The decision to enact this law comes after the recent execution of Alireza Akbari, a British-Iranian and former prominent politician.
This event garnered international outrage and sparked a heated discussion among Iranian politicians regarding Akbari’s loyalty due to his British citizenship.
In response to such concerns, the government sought to establish regulations to ensure that only candidates with exclusive Iranian citizenship could run for the presidency, passing a similar bill in 2020.
Since the Islamic Revolution of 1979, millions of Iranians have chosen to reside in foreign countries.
Following the revolution, a significant portion of the population emigrated to Europe, the United States, or Canada.
Over the subsequent decades, many individuals relocated abroad for various reasons, including employment opportunities, educational pursuits, or to escape political persecution.
The motivation behind the new law is to eliminate potential conflicts of interest that could arise from individuals holding dual citizenship or permanent residency in another nation.
By disqualifying politicians with dual citizenship, the Iranian government aims to ensure that those elected to parliament possess undivided loyalty to the nation and are not influenced by external factors or agendas.
Critics argue that this law restricts the participation of highly qualified and experienced individuals who may have dual citizenship or permanent residency abroad.

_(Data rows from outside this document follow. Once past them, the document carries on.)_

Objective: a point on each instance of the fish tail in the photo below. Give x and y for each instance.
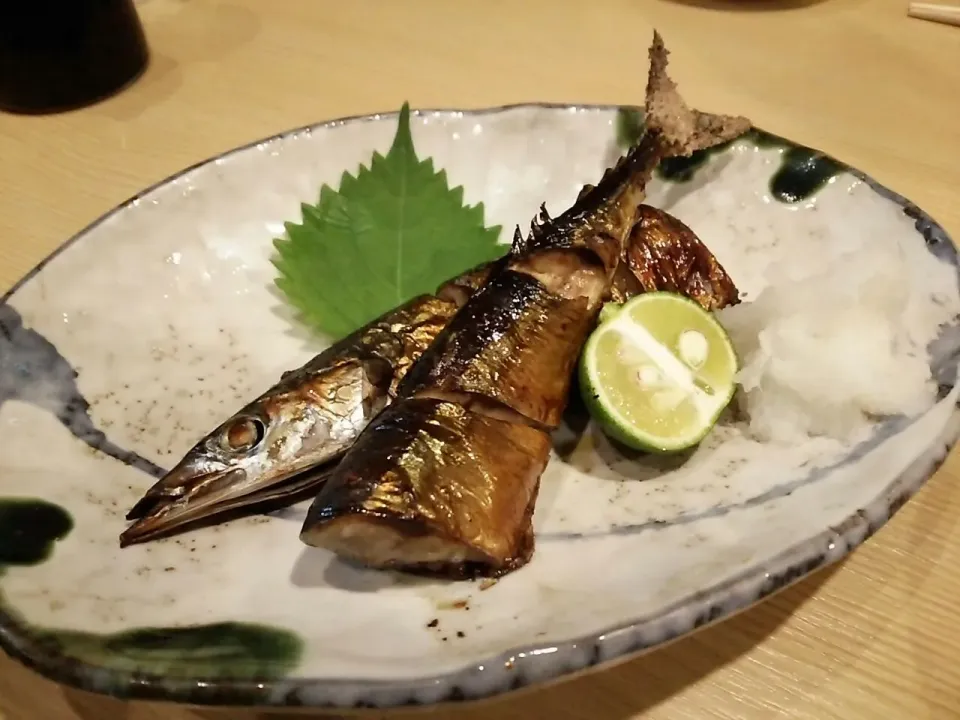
(679, 129)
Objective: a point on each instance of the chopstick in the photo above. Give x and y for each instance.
(947, 14)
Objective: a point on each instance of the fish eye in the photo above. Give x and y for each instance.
(243, 435)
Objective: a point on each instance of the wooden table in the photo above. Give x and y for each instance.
(876, 637)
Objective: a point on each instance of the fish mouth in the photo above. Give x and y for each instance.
(181, 501)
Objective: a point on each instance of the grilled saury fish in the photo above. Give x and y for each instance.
(309, 418)
(445, 479)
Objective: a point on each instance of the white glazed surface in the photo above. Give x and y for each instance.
(167, 311)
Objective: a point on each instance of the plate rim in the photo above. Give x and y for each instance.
(19, 642)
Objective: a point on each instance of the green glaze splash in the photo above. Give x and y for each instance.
(240, 651)
(683, 169)
(29, 529)
(803, 173)
(629, 127)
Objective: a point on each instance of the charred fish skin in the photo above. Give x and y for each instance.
(663, 253)
(310, 417)
(491, 362)
(504, 350)
(433, 482)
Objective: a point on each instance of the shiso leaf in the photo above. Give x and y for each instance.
(394, 230)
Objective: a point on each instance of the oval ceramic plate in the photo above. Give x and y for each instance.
(152, 325)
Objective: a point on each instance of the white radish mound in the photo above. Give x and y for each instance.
(830, 352)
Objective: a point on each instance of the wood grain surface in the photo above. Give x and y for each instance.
(874, 638)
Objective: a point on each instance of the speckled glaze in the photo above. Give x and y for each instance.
(162, 317)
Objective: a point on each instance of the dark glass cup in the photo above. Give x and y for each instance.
(60, 55)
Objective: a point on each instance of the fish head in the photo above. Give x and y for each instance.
(297, 427)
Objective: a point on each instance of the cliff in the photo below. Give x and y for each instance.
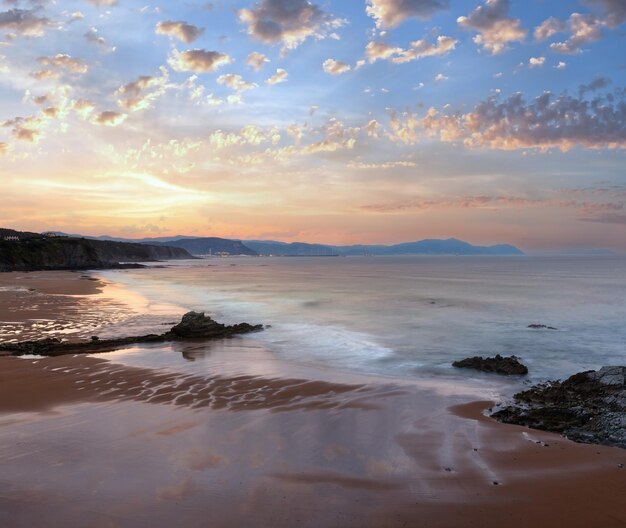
(31, 253)
(211, 245)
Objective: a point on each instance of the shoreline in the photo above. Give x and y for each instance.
(287, 449)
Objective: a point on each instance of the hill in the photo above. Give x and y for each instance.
(210, 246)
(21, 251)
(450, 246)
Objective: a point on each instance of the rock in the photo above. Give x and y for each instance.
(196, 324)
(536, 326)
(588, 407)
(193, 325)
(610, 376)
(40, 347)
(499, 364)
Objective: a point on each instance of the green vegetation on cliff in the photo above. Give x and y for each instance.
(37, 252)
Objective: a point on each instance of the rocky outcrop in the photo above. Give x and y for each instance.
(587, 407)
(198, 325)
(509, 366)
(61, 253)
(193, 326)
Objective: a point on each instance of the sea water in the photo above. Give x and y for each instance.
(407, 317)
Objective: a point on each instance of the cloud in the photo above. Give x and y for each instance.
(93, 37)
(180, 30)
(63, 61)
(235, 82)
(23, 22)
(380, 50)
(27, 129)
(390, 13)
(198, 60)
(495, 28)
(333, 67)
(256, 60)
(536, 62)
(549, 27)
(419, 49)
(103, 3)
(609, 218)
(142, 92)
(289, 22)
(83, 107)
(548, 121)
(614, 11)
(279, 77)
(584, 29)
(109, 118)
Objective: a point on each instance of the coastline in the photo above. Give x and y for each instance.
(277, 450)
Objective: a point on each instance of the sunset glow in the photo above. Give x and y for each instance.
(375, 121)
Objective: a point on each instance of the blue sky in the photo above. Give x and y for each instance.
(339, 122)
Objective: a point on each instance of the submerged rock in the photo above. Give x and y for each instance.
(509, 366)
(192, 325)
(536, 326)
(587, 407)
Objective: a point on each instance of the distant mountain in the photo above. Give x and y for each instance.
(211, 246)
(450, 246)
(294, 249)
(21, 251)
(195, 245)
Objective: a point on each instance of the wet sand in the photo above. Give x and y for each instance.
(88, 441)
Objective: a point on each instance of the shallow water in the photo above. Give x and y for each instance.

They contend that diversity in representation is essential for a vibrant and inclusive democracy.
However, proponents of the law maintain that it is necessary to safeguard national interests and prevent undue foreign influence in Iranian politics.
Furthermore, the law reflects a broader trend in countries worldwide, where concerns about dual loyalty and potential conflicts of interest have led to similar restrictions on political participation.
Many nations perceive the exclusive allegiance of politicians as crucial for the effective governance and decision-making processes of a country.